Été
Comment Christophe Colomb a-t-il préparé le voyage de la Découverte, avec un "D", celle du Nouveau Monde ? Quel en a été le véritable prix ? En compromissions, en crimes ? Ces questions, Erik Orsenna, marin familier des antichambres du pouvoir, romancier amateur du grand large, ne peut que se les poser. Mais en ce Noël 1511 où débute son nouveau roman, L'Entreprise des Indes, c'est Bartolomé de Las Casas, rendu célèbre trente ans plus tard par sa Très Brève Relation de la destruction des Indes(1542), impitoyable réquisitoire, qui s'interroge. Le massacre des Indiens n'a-t-il pas souillé à jamais l'exploit maritime ?
L'homme qui apportera des réponses au dominicain espagnol s'appelle lui aussi Bartolomé. C'est le frère cadet et ancien lieutenant de Christophe Colomb, mort depuis cinq ans. Timide taraudé par l'"obsession copulatoire", il vécut toute son existence dans l'ombre du grand frère tyrannique, menteur et mégalomane. Il eut certes, grâce à son protecteur, son heure de gloire comme gouverneur d'Hispanola (aujourd'hui Saint-Domingue), mais jamais il ne parvint à se départir du rôle auquel il l'avait assigné : "[...] l'aider, jour et nuit. Et [...] me taire."
Par la grâce du romancier, Bartolomé recouvre la parole. Après toutes ces années de frustration, il ne veut plus la rendre. Au fil des pages, il devient le témoin capital de la première mondialisation. Il est difficile, aujourd'hui, d'imaginer la stupeur de l'homme de la fin du XVe siècle apprenant que la Terre n'est pas plate et qu'on peut en faire le tour.
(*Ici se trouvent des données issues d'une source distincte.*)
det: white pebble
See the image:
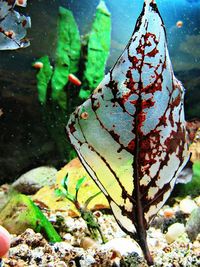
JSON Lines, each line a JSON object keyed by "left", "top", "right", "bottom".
{"left": 101, "top": 238, "right": 142, "bottom": 256}
{"left": 180, "top": 199, "right": 198, "bottom": 214}
{"left": 165, "top": 223, "right": 185, "bottom": 243}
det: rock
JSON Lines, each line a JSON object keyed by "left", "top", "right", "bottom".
{"left": 195, "top": 196, "right": 200, "bottom": 206}
{"left": 0, "top": 194, "right": 61, "bottom": 243}
{"left": 163, "top": 208, "right": 175, "bottom": 219}
{"left": 186, "top": 207, "right": 200, "bottom": 241}
{"left": 80, "top": 237, "right": 97, "bottom": 249}
{"left": 12, "top": 166, "right": 57, "bottom": 194}
{"left": 0, "top": 184, "right": 11, "bottom": 210}
{"left": 101, "top": 238, "right": 142, "bottom": 257}
{"left": 179, "top": 198, "right": 198, "bottom": 214}
{"left": 165, "top": 223, "right": 185, "bottom": 243}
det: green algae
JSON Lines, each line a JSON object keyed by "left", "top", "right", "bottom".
{"left": 0, "top": 194, "right": 61, "bottom": 243}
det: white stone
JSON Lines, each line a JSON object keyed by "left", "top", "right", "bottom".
{"left": 165, "top": 223, "right": 185, "bottom": 243}
{"left": 101, "top": 237, "right": 142, "bottom": 256}
{"left": 179, "top": 199, "right": 198, "bottom": 214}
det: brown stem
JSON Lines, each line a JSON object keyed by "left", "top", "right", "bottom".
{"left": 138, "top": 234, "right": 154, "bottom": 266}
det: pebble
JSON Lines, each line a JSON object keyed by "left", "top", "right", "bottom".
{"left": 186, "top": 207, "right": 200, "bottom": 241}
{"left": 165, "top": 223, "right": 185, "bottom": 243}
{"left": 179, "top": 198, "right": 198, "bottom": 214}
{"left": 101, "top": 238, "right": 142, "bottom": 256}
{"left": 163, "top": 208, "right": 175, "bottom": 219}
{"left": 195, "top": 196, "right": 200, "bottom": 207}
{"left": 80, "top": 237, "right": 97, "bottom": 249}
{"left": 12, "top": 166, "right": 57, "bottom": 194}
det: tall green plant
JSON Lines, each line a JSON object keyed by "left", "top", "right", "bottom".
{"left": 33, "top": 0, "right": 111, "bottom": 160}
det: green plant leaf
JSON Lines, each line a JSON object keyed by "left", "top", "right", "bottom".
{"left": 54, "top": 188, "right": 65, "bottom": 197}
{"left": 61, "top": 173, "right": 69, "bottom": 192}
{"left": 84, "top": 191, "right": 102, "bottom": 209}
{"left": 76, "top": 176, "right": 87, "bottom": 192}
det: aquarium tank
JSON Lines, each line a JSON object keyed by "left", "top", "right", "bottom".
{"left": 0, "top": 0, "right": 200, "bottom": 266}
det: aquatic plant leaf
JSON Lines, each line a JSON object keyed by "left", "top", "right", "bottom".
{"left": 67, "top": 0, "right": 189, "bottom": 264}
{"left": 0, "top": 0, "right": 31, "bottom": 50}
{"left": 76, "top": 176, "right": 87, "bottom": 192}
{"left": 79, "top": 0, "right": 111, "bottom": 99}
{"left": 34, "top": 56, "right": 53, "bottom": 104}
{"left": 51, "top": 7, "right": 81, "bottom": 109}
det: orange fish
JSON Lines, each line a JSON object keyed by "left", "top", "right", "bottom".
{"left": 32, "top": 61, "right": 44, "bottom": 69}
{"left": 176, "top": 20, "right": 183, "bottom": 28}
{"left": 68, "top": 74, "right": 82, "bottom": 86}
{"left": 16, "top": 0, "right": 27, "bottom": 7}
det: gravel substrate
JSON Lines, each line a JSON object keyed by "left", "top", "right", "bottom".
{"left": 1, "top": 196, "right": 200, "bottom": 266}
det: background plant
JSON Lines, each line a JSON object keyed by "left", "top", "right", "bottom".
{"left": 33, "top": 0, "right": 111, "bottom": 161}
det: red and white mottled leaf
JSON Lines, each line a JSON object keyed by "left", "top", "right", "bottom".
{"left": 67, "top": 0, "right": 189, "bottom": 263}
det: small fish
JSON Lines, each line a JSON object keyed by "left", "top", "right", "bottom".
{"left": 32, "top": 61, "right": 44, "bottom": 69}
{"left": 16, "top": 0, "right": 27, "bottom": 7}
{"left": 176, "top": 20, "right": 183, "bottom": 28}
{"left": 68, "top": 74, "right": 82, "bottom": 86}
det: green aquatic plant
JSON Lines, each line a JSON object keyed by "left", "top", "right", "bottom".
{"left": 55, "top": 174, "right": 106, "bottom": 243}
{"left": 79, "top": 0, "right": 111, "bottom": 99}
{"left": 33, "top": 0, "right": 111, "bottom": 160}
{"left": 51, "top": 7, "right": 81, "bottom": 110}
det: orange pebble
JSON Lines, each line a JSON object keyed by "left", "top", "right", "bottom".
{"left": 0, "top": 226, "right": 11, "bottom": 257}
{"left": 163, "top": 208, "right": 175, "bottom": 218}
{"left": 68, "top": 74, "right": 82, "bottom": 86}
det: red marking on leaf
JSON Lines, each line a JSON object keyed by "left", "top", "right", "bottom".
{"left": 137, "top": 112, "right": 146, "bottom": 132}
{"left": 130, "top": 100, "right": 138, "bottom": 105}
{"left": 22, "top": 20, "right": 27, "bottom": 27}
{"left": 141, "top": 98, "right": 155, "bottom": 109}
{"left": 146, "top": 47, "right": 159, "bottom": 57}
{"left": 140, "top": 138, "right": 151, "bottom": 151}
{"left": 171, "top": 95, "right": 181, "bottom": 108}
{"left": 129, "top": 55, "right": 139, "bottom": 67}
{"left": 68, "top": 123, "right": 76, "bottom": 134}
{"left": 128, "top": 140, "right": 135, "bottom": 152}
{"left": 125, "top": 70, "right": 136, "bottom": 91}
{"left": 159, "top": 115, "right": 168, "bottom": 127}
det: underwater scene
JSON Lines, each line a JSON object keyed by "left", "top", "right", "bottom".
{"left": 0, "top": 0, "right": 200, "bottom": 266}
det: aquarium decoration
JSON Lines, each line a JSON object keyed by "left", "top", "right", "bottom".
{"left": 66, "top": 0, "right": 190, "bottom": 265}
{"left": 0, "top": 0, "right": 31, "bottom": 50}
{"left": 34, "top": 0, "right": 111, "bottom": 159}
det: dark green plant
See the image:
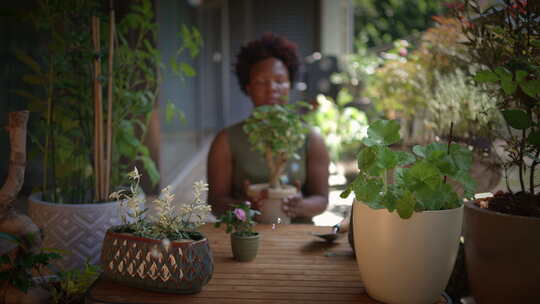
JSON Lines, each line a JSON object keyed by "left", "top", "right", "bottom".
{"left": 341, "top": 120, "right": 476, "bottom": 219}
{"left": 353, "top": 0, "right": 448, "bottom": 48}
{"left": 214, "top": 202, "right": 260, "bottom": 237}
{"left": 243, "top": 104, "right": 310, "bottom": 189}
{"left": 47, "top": 263, "right": 101, "bottom": 304}
{"left": 456, "top": 0, "right": 540, "bottom": 194}
{"left": 14, "top": 0, "right": 201, "bottom": 203}
{"left": 0, "top": 232, "right": 61, "bottom": 294}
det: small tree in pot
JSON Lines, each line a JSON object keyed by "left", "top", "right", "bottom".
{"left": 341, "top": 119, "right": 475, "bottom": 304}
{"left": 242, "top": 103, "right": 310, "bottom": 224}
{"left": 453, "top": 1, "right": 540, "bottom": 302}
{"left": 102, "top": 168, "right": 213, "bottom": 294}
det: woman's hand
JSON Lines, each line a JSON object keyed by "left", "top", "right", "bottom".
{"left": 243, "top": 180, "right": 268, "bottom": 211}
{"left": 282, "top": 193, "right": 303, "bottom": 218}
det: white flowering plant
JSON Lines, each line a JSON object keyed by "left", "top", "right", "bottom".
{"left": 109, "top": 168, "right": 212, "bottom": 241}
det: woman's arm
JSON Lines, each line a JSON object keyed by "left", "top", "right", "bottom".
{"left": 207, "top": 129, "right": 245, "bottom": 216}
{"left": 282, "top": 130, "right": 330, "bottom": 218}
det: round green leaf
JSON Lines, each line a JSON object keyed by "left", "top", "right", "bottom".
{"left": 473, "top": 70, "right": 499, "bottom": 83}
{"left": 502, "top": 109, "right": 531, "bottom": 130}
{"left": 363, "top": 120, "right": 401, "bottom": 146}
{"left": 527, "top": 131, "right": 540, "bottom": 148}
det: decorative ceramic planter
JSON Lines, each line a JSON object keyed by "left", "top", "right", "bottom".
{"left": 247, "top": 183, "right": 297, "bottom": 224}
{"left": 28, "top": 193, "right": 130, "bottom": 270}
{"left": 464, "top": 200, "right": 540, "bottom": 304}
{"left": 230, "top": 232, "right": 260, "bottom": 262}
{"left": 352, "top": 201, "right": 463, "bottom": 304}
{"left": 101, "top": 229, "right": 214, "bottom": 293}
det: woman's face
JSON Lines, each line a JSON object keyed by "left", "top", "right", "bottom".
{"left": 246, "top": 57, "right": 290, "bottom": 107}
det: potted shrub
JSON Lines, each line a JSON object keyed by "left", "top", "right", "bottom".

De se figurer sa joie à l'évocation d'un empire servi par un catholicisme devenu religion universelle "où le soleil ne se couche jamais".
Erik Orsenna évite le piège du didactisme. Son Entreprise des Indes est un récit sensible, peuplé de personnages tout droit sortis de la littérature picaresque, où l'aventure côtoie la métaphysique, la disputatio la scène de rue, et la mesquinerie, la noblesse.